= Glen Cove Gurdwara =

Sikh Temple in Glen Cove, New York

Glen Cove's Gurdwara Mata Sahib Kaur is a Sikh Gurdwara or temple in Glen Cove on Long Island, New York. It has an area of 15 acres near Long Island Sound. Gurdwara Sahib attracts an average weekly congregation of 200 families from the surrounding area. As of 2017, the head granthi was Paramjit Singh.

==Buildings==

Gurdwara Mata Sahib Kaur

The main building is 30000 sqft built-up area, 20 rooms and three halls.

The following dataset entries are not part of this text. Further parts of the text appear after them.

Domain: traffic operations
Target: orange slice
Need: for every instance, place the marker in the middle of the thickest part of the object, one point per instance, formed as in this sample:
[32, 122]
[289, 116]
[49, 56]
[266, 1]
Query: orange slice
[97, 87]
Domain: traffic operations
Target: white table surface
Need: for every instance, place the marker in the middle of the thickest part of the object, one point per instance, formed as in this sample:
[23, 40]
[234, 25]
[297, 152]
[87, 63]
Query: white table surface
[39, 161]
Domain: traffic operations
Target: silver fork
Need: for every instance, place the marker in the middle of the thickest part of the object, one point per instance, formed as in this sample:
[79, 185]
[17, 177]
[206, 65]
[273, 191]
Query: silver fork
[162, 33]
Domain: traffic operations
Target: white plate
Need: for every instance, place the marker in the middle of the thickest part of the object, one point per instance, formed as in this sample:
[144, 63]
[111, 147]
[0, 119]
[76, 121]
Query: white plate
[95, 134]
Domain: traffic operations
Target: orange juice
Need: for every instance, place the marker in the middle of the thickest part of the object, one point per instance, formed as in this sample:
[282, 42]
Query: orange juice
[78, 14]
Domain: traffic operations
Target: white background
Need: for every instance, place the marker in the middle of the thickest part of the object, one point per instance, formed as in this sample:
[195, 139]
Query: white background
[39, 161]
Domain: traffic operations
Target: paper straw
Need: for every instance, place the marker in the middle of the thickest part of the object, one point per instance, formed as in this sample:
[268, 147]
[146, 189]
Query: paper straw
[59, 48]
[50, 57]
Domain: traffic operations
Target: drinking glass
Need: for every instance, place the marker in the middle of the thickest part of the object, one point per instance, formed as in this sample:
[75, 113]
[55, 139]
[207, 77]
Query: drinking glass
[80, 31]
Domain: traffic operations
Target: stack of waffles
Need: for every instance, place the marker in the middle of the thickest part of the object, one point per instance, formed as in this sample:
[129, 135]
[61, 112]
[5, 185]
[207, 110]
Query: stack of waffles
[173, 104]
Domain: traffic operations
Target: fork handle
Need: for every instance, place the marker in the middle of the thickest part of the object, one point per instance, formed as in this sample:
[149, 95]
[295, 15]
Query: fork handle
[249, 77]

There is a secondary building with a five-bedroom house as the residence of the sewadars. The property was purchased for $1.2 million to make a gurdwara. Previously, it was a gilded age mansion known as "Glenlo". The mansion itself dated back to 1850 but was renovated significantly in 1920 by Edward Irving Eldridge to a Greek revival style.

==History==
It was founded by the Sikhs of Long Island, New York when they felt that they needed a larger facility. It separated from Gurdwara Guru Gobind Singh Sikh Center Plainview. The first head priest was Singh Sahib Gyani Jagtar Singh Jachak. Bhai Sahib left to serve again as an international Kathakaar.

==Gurdwara events==
Gurdwara Sahib have Ragi Jathas by each month and Gurbani Vichar is done by Sikh preachers.
It has weekly services and celebrates Gurpurabs:

- Informal Diwan on Fridays from 7 to 8:30pm
- Formal weekly services on Sundays from
  - 10 am with Sukhmani Sahib
  - 11-12:15 Asa Di Var
  - 12:15-12:45 Gurbani Katha
  - 12:45-1 Kids Program
  - 1-1:30 Shabad Kirtan
- Finished with Guru Ka Langar

==People and associations==
Presently the granthi is Bhai Paramjit Singh. Sewadars of Gurdwara Sahib are Bhai Swinder Singh and Bhai Navdeep Singh. The president of Gurdwara Sahib is Sardar Harbinder Singh Sachdev and secretary is Sardar Mohan Singh Kabuli.

Associations and organizations associated with Gurdwara Sahib are East Punjab Sikh Society, Itshi Ladies Satsang, Sikh Missionary College, International Sikh Women's Council, American Sikh Prabhandak Committee, World Sikh Council, Akhand Keertani Jatha, The Sikh Coalition, and the Long Island Keertan Project.